O setor de equipamentos médicos e odontológicos também padece de necessidade de licenças regulatórias, que acabam se tornando um obstáculo para alcançar o mercado externo. Segundo Paula Portugal, gerente de marketing e exportação da Associação Brasileira da Indústria de Artigos e Equipamentos Médicos, Odontológicos, Hospitalares e de Laboratórios (Abimo), a maior parte dos países da América Latina aceita as normas da Agência Nacional de Vigilância Sanitária (Anvisa), mas em outros continentes o que prevalece são as diretrizes do FDA (Food and Drug Administration, dos Estados Unidos).

 

Desde 2011, o setor vem sofrendo déficit em sua balança comercial, fechando negativo no ano passado em US$ 4,1 bilhões, ante um aumento das importações de 14% nos últimos três anos. No período, as exportações caíram 10,1%. Mesmo diante do resultado global negativo, as 160 associadas à Apex conseguiram elevar suas exportações em 7,1%.

O único segmento que vem tendo destaque acima da média é o de equipamentos odontológicos (cadeiras odontológicas, próteses e materiais), que registrou um pequeno déficit de US$ 14 milhões em 2013. "O Brasil forma um grande número de dentistas e o brasileiro tem preocupação com a saúde bucal", diz Paula, que cita ainda o programa federal Brasil Sorridente, que estimula a produção da indústria.

Apesar de exportar seus produtos para cerca de 65 países, o setor têxtil vem apresentando consecutivos déficits na balança desde 2005 e deve manter a mesma tendência em 2014. "O câmbio médio de R$ 1,60 nos afetou muito nos últimos anos", diz Fernando Pimentel, diretor superintendente da Associação Brasileira da Indústria Têxtil (Abit).

Além do dólar desfavorável, o setor enfrenta dificuldades em mercados vizinhos, como Argentina, Colômbia e Venezuela, todos potenciais consumidores.

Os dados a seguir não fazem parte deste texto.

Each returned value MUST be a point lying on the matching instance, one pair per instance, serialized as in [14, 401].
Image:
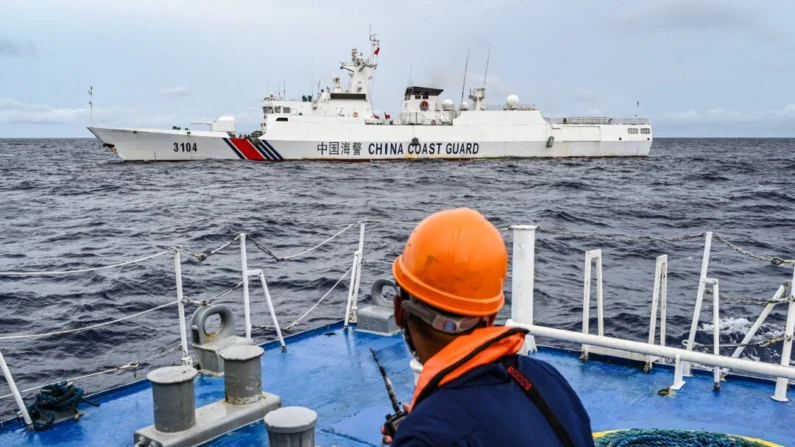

O déficit previsto na balança para este ano pode chegar ao recorde de US$ 6 bilhões. Segundo Pimentel, o setor exporta, em média, US$ 1,3 bilhão ao ano, mas tem como objetivo exportar US$ 7 bilhões, o equivalente a 1% do comércio mundial, hoje majoritariamente dominado pela China. A maior parte enviada ao mercado externo é de fiações e tecelagens, produção vinda de grandes empresas.

A Abit mantém acordo com a Apex-Brasil junto a cerca de 300 associadas, com predominância do segmento de confecções. Com forte participação em feiras fora do país, essas companhias registraram em 2013 um crescimento de 16% na atividade de exportação. "Itens como jeans, moda praia, lingerie, fitness e malharia têm ótima aceitação fora do Brasil", diz Pimentel.

Na avaliação do professor Hsia Hua Sheng, da FGV-Eaesp, os incentivos do governo federal são insuficientes para estimular a cultura da exportação em pequenas e médias empresas. Ele defende a aplicação de um modelo de gestão nos moldes asiáticos, no qual professores e pesquisadores de universidades federais e privadas atuem em conjunto com empreendedores para gerar conhecimento e inovação. SDe acordo com Sheng, nos países asiáticos as pequenas e médias empresas são responsáveis por cerca de 50% das exportações.